For all plating solutions there could be a different desired anode ratio for the solution to work at its best ability. 

The anode is the electrode that provides the positive electrical charge to the plating solution. Its size and location relative to the part being plated is an important consideration. If there is not enough anode area for the solution to work properly, the plating will slow down and may cause other problems with the metal deposit. The surface area closest to the anode will always receive a higher share of the deposit which can cause uneven plating thicknesses.

For larger items and baths you will want to make sure the anodes are evenly distributed around the part and bath to achieve more consistent results.

Keep in mind when setting up custom baths that having the anodes too far from the part being plated will slow down the deposit rate, whereas having the anode closer to the item will speed up the deposit rate. If the anode is too close, you may find that areas are burning or depositing too quickly. If this happens you can adjust your voltage or amperage to accommodate. See the product TDS for more details - some solutions are voltage or amperage sensitive. 

Some solutions such as Bright Nickel and Bright Acid Copper will break down the anode to replenish the metal in the bath.

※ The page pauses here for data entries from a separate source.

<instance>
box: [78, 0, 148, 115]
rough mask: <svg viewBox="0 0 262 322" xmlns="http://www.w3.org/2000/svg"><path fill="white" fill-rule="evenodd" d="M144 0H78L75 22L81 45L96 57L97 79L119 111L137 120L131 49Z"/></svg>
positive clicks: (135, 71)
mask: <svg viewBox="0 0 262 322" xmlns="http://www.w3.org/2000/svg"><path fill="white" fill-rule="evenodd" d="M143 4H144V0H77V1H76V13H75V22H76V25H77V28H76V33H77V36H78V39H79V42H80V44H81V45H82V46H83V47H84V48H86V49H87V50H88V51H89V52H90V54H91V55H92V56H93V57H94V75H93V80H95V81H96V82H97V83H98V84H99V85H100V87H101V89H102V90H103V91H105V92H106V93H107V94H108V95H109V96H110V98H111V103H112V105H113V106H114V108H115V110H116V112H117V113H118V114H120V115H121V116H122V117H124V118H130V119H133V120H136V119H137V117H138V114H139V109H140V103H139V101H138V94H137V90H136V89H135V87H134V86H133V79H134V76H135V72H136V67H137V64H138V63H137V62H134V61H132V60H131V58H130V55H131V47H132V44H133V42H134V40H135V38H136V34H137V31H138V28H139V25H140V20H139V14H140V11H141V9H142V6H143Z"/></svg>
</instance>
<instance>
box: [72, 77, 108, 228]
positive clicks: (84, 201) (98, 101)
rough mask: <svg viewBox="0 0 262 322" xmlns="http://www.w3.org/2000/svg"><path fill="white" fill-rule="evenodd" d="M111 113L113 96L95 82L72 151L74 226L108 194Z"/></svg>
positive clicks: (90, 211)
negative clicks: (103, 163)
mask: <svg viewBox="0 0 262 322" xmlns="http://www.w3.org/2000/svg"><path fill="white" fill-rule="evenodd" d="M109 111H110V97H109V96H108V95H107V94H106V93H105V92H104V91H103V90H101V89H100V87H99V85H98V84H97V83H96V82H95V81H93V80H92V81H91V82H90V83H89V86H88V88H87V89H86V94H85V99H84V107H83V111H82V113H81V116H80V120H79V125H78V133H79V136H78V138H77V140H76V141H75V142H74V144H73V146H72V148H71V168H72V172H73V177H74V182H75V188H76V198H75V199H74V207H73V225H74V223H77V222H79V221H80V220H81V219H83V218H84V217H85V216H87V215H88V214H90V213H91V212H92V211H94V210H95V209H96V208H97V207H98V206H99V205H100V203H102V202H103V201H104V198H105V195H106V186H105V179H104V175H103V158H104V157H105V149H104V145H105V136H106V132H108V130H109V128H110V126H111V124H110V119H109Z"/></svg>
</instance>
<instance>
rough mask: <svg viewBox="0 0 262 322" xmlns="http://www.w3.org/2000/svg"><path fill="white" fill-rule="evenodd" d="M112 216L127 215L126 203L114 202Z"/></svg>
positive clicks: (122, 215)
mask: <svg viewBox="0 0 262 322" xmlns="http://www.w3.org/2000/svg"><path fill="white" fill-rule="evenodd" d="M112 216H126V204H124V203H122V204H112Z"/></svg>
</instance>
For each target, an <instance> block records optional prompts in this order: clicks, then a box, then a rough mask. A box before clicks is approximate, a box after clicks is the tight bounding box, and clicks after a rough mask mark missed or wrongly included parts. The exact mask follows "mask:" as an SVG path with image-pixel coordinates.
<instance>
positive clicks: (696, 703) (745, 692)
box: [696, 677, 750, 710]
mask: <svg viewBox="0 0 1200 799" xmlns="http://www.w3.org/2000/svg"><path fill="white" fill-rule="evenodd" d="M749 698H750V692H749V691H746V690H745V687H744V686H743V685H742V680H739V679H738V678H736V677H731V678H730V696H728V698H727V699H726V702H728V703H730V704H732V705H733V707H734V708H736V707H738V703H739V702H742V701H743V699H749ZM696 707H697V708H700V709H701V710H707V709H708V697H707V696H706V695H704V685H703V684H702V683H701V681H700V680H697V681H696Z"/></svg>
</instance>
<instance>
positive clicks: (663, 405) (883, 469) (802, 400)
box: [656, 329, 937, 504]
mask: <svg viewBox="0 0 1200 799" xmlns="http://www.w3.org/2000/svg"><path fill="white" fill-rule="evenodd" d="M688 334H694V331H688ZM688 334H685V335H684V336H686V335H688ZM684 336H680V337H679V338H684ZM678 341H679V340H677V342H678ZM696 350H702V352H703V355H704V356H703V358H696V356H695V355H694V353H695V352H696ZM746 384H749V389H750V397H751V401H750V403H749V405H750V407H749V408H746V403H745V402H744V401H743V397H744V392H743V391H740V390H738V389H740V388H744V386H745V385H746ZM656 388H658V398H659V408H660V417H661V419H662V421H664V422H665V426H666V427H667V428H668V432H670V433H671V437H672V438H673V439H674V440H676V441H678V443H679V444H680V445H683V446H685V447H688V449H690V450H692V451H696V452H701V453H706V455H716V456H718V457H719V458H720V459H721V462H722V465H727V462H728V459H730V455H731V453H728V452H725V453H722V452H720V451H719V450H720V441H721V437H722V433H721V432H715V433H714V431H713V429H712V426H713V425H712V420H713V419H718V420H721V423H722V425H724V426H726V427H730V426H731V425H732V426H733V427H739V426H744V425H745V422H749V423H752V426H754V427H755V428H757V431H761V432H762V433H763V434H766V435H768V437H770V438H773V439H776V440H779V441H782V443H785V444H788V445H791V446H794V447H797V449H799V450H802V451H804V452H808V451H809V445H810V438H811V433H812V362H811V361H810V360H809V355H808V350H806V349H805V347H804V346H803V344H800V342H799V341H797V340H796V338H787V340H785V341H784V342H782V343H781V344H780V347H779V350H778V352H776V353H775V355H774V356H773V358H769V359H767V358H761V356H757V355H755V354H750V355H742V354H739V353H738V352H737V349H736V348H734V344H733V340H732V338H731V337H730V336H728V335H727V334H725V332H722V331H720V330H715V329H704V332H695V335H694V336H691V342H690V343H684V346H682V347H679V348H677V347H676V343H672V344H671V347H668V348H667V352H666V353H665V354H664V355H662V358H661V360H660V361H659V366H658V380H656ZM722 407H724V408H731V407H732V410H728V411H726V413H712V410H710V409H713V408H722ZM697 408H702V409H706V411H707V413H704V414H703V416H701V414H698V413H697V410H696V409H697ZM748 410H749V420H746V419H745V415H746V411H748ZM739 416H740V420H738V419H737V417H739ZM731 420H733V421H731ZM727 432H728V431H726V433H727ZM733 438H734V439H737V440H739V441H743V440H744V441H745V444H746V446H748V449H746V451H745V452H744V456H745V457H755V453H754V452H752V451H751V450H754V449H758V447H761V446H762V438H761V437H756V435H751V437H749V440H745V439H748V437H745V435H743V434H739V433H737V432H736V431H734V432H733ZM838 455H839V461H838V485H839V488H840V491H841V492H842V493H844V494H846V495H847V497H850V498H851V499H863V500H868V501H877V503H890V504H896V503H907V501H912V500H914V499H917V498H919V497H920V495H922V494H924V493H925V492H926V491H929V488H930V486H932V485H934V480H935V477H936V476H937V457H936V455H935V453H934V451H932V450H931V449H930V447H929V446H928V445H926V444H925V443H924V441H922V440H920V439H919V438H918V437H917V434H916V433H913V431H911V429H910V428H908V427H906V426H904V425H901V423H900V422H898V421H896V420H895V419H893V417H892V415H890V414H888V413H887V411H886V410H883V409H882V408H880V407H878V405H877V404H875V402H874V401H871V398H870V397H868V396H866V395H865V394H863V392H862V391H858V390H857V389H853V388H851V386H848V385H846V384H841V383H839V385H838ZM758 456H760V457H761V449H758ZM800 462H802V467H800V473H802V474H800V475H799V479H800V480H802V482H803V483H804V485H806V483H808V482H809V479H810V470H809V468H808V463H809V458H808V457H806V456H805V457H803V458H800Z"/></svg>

This is normal. Over time you will need to replace these anodes to ensure you are meeting the required anode ratio.  

The amount of anodes needed in a bath are contingent on a few different items. The easiest way to determine is based on the amount of surface area you are plating onto. See the diagram below for more details on how to understand the anode ratio. For best predictable results we recommend checking the TDS for the solution you are using prior to beginning the plating process. In designing our setups, we have included the most common needed anode surface area. However, this will change based on the area being plated onto and anode deterioration.